Dra Abu el-Naga

The necropoles of the ancient Thebes, on the west bank of the Nile opposite Luxor, is one of the best known and most visited sites in Egypt. Many finds, which we admire in museums all over the world, come from its necropoles. This is where the excavation concession of the University of Pisa is located, in western Thebes (Luxor).

At the moment, the concession includes some rock tombs discovered in past years by the mission. The area is located specifically in the Dra Abu el-Naga sector, one of the oldest and least known of the Theban necropoles, occupied by the end of the third millenium BC and the location of the royal necropolis before the pharaohs’ tombs were moved to the Valley of the Kings.

Starting from 2003, the research in the area had as its first objective of excavation and study a painted rock tomb, the Theban Tomb 14 (TT14), dated to the Ramesside age (1250-1200 BC). In October 2004, the mission discovered – and completely excavated in several following seasons – a larger and more ancient tomb (probably to be dated around 1500 BC) to the northwest of TT14, and it was named M.I.D.A.N.05 (acronym of the mission).

Around its courtyard a group of other funeral rock chapels gathered over time: on the north side, two tombs probably contemporary and belonging to the same family of M.I.D.A.N.05, discovered in 2010 but not yet excavated; on the south side, in chronological order, TT14, the small tomb E and another unexplored hypogeum.

In 2014, the archaeological investigation of the funerary pit was completed; it has three burial chambers and was located in the same court, so probably has to be related to M.I.D.A.N.05.

All the structures have been reused during different ages: in the case of M.I.D.A.N.05, this continued until the Roman age.


TT14, tomb of Huy, Italian Archeological Mission in Dra abu el-Naga, University of Pisa, director Marilina Betro, Qurna village, Luxor-west Bank, Egypt. At the end of the long reign of Ramses II (1279-1213 BC), the priest Huy, assigned to the worship of the deified king Amenhotep I, dug a small hypogeum for himself and his family on the southern side of the court of M.I.D.A.N.05. From this tomb, known as Theban Tomb 14, our archaeological exploration began in 2003.

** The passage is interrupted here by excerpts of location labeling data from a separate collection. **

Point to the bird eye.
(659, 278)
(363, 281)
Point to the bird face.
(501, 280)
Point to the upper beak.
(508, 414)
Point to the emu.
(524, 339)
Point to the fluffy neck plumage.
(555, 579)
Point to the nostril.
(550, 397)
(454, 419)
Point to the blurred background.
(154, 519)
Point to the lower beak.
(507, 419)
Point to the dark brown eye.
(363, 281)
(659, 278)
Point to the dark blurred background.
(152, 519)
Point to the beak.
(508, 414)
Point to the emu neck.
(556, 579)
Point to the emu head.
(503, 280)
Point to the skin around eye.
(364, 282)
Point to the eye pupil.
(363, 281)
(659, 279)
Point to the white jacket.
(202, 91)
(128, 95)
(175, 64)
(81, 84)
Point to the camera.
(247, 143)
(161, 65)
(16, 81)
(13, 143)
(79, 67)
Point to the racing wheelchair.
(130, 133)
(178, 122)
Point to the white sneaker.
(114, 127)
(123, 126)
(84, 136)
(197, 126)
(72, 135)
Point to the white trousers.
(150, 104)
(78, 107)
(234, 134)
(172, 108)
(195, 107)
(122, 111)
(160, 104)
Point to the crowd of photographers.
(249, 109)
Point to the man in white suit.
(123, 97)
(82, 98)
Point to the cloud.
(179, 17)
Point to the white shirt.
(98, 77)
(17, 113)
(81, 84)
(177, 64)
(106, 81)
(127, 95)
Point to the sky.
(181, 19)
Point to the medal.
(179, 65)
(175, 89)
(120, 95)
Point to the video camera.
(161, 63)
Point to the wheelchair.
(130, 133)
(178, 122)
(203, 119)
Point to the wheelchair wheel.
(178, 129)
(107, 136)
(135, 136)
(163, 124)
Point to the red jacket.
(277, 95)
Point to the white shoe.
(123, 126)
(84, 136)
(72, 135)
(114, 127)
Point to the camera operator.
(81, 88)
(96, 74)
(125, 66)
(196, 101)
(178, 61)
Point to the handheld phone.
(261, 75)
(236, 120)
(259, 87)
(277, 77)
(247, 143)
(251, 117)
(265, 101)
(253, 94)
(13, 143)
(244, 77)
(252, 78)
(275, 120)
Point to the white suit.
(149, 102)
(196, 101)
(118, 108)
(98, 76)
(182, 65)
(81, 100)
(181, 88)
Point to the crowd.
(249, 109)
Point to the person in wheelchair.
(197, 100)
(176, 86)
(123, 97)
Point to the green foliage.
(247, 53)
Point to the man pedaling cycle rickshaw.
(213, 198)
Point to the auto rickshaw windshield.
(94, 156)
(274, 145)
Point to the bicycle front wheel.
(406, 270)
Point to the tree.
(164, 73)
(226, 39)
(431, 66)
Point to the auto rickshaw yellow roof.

The tomb consists of a small chapel, completely painted on its walls and ceiling, and of a burial section which goes underground through tunnels and small rooms carved in the rock, and lacking in decoration. The scenes in the chapel show moments of Huy’s activities as a priest – extremely interesting for the study of the cult of Amenhotep I – together with traditional themes, such as funerary banquet, funeral and judgement before the divine court.

The almost completed archaeological investigation of the burial sector highlights the succession of use and reuse of the hypogeum between the end of the second millenium and the beginning of the first millenium BC. Some of the finds provided remarkable evidence of cults related to the concept of fertility and rebirth.


The original plan, one of the first examples of T-shaped Theban tomb, had a window to the right of the entrance. It is a very rare feature, shared also by the two tombs discovered in 2010 on the north side of the courtyard.

During the enlarging phase of the tomb, in the first half of the 18th dynasty, the window was walled, the front carved with texts and images, and the inside rooms were plastered and painted. Very few remains of these paintings have been preserved: the married couple with children during the funerary banquet, a scene of metallurgy and goldsmith craftsmanship, and fragments of geometrical motifs on the ceiling.

Unlike TT14, here the entrance to the funerary sector was through a vertical pit. The oldest one, 4.5 m. deep, is located inside the tomb and has four chambers at the bottom. In one of these, many fragments of one or two coffins, of the so called “rishi”(feathered) type common to the 16th century BC, were found. The pit P3, discovered in front of the southern wall on the outside, was probably also used by later occupants of the tomb between the end of the 18th and the 19th dynasties. Excavated during the 2014 mission, its chambers have provided many painted fragments of a very rare and lesser known type of wooden coffin datable around that age.

All of the tomb’s burial chambers were reused and looted many times during its long life: only a few names have survived on the grave goods, and unfortunately it is not possible to identify its owner’s names, either from the few hieroglyphs preserved in the painted scenes or by the fragments carved in the façade.

Both TT14 and M.I.D.A.N.05 have been completely documented by illustrations and high resolution photos and also by virtual model reconstruction, obtained through 3D laser scan and characterized by very realistic scientific images of the chambers and of some of the objects found in them.